Niels W.L. Schep M.D., Ph.D.a, Michel H.J. Stavenuiter M.D.b, Carel H. Diekerhof M.D.b, Eric P. Martens Ph.D.c, Col. Michiel van Haeff M.D.b, Ivo A.M.J. Broeders M.D., Ph.D.a and Daniël B.F. Saris M.D., Ph.D.b, ,
aDepartment of Surgery, University Medical Center bDepartmen Orthopaedic Surgery, University Medical Center cCenter for Biostatistics, The University of Utrecht, Utrecht, The Netherlands
Purpose: To test the hypothesis that computer-controlled virtual planning will prohibit tunnel malpositioning and minimize variance in tunnel placement in anterior cruciate ligament (ACL) reconstruction, thereby providing us with a more accurate and reproducible procedure. Type of Study: In vitro cadaver study.
Methods: Three orthopaedic surgeons with different levels of experience in ACL reconstruction were asked to position tunnel placement K-wires in a predefined optimal position using both computer-assisted surgery (CAS) and conventional techniques in 12 fresh-frozen cadaver knees. Virtual cylindrical 8-mm grafts were virtualized as the computer system outlined an impingement area and visualized graft elongation. CAS positioning and conventional techniques were compared between surgeons and correlated to experience level.
Results: The difference in virtual planning was 5.02 mm (SD, 2.40; range, 1.77 to 9.64 mm) between the tibial tunnels and 4.61 mm (SD, 2.13; range, 2.06 to 8.42 mm) between the femoral tunnels. The mean difference between the CAS and conventional procedures was 6.20 mm (SD, 2.49; range, 3.00 to 10.39 mm) for the femoral tunnel and 6.46 mm (SD, 2.27; range, 2.65 to 10.47 mm) for the tibia tunnel. The 2 less-experienced surgeons were responsible for 3 cases of impingement when using a conventional procedure. No elongation or impingement was seen when using CAS.
Conclusions: This cadaver study shows that computer assisted planning may reduce intersurgical variance.

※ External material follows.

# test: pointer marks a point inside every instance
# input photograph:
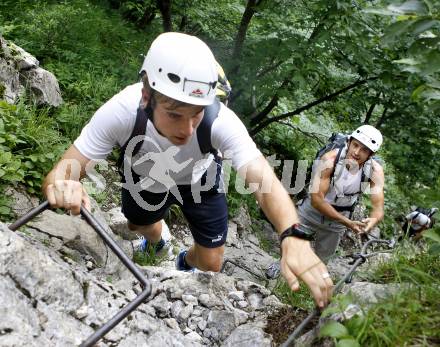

Clinical Relevance: Computer navigation and virtual ligament reconstruction constitute a good arthroscopic surgery teaching tool. This technique enables residents and less experienced surgeons to control positioning and limit complications caused by tunnel misplacement.
Arthroscopy: The Journal of Arthroscopic & Related Surgery Volume 21, Issue 8 , August 2005, Pages 942-947.